Nel Vangelo non si trovano grandi indicazioni a proposito, ma il sottofondo è uguale: Gesù ci dice di preoccuparci di accumulare tesori in cielo e non in terra, di non affannarci troppo del domani, di temere le malattie dell’anima e non quelle del corpo. Mangiava e beveva alla tavola dei peccatori per conquistare le loro anime, e ai propri apostoli diceva di mangiare quello che veniva messo loro davanti nelle case nelle quali erano ospiti, e non di andare al ristorante. Il corpo è importante, certo, ma è sempre funzionale ad altra vita e alla salute spirituale.
Ma se non c’è più fede, che cosa può valere di più della salute e del benessere corporale?
Benedetta Bianchi Porro, una beata romagnola morta a 27 anni devastata da una malattia tremenda e invalidante, verso il termine della vita riuscì a comunicare con la mamma nel suo stentato linguaggio e le disse: «Dio non poteva darmi una vita migliore di questa».
Potremmo fare tanti esempi di santi che hanno vissuto penitenze corporali, hanno digiunato per amore di Cristo e della Chiesa, ma se pensiamo a questo ci potremmo spaventare e sentire che noi non saremmo in grado di vivere le loro mortificazioni. Possiamo però chiederci, con la beata Benedetta Bianchi Porro, quale sia per noi la “vita migliore”. Paradossalmente ci può capitare di fare quello che san Giovanni di Cronstad esprime e che dà il titolo a questo articolo: crediamo di proteggere la salute e la roviniamo.
Il nostro corpo – è dogma di fede – risorgerà, e se saremo in Paradiso vivremo nella beatitudine eterna con le nostre braccia, le nostre gambe, il nostro sorriso.
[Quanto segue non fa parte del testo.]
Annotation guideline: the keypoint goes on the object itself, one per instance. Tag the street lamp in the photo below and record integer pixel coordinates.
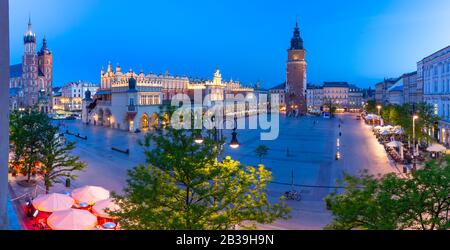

Allora, finalmente, non avremo più alcuna preoccupazione a riguardo del nostro corpo, perché non lo vedremo nemmeno, ma saremo rapiti dalla visione del “più bello tra i figli dell’uomo”, insieme a tutti i salvati del Cielo.
Se incontrerò padre Iosif l’Isicasta gli chiederò: “Ehi, caro padre, come va la salute”?
Copertina dell’articolo: Il corpo incorrotto di santa Bernadette Soubirous.
[1] Ivan di Cronstad, “La mia vita in Cristo”, Ediz. Gribaudi, Torino, 1981, pagg. 104-105.
[2] Iero Iosif l’Isicasta, “Lettere”, Ediz. Valleripa, Linaro FC, 2011, pag. 148.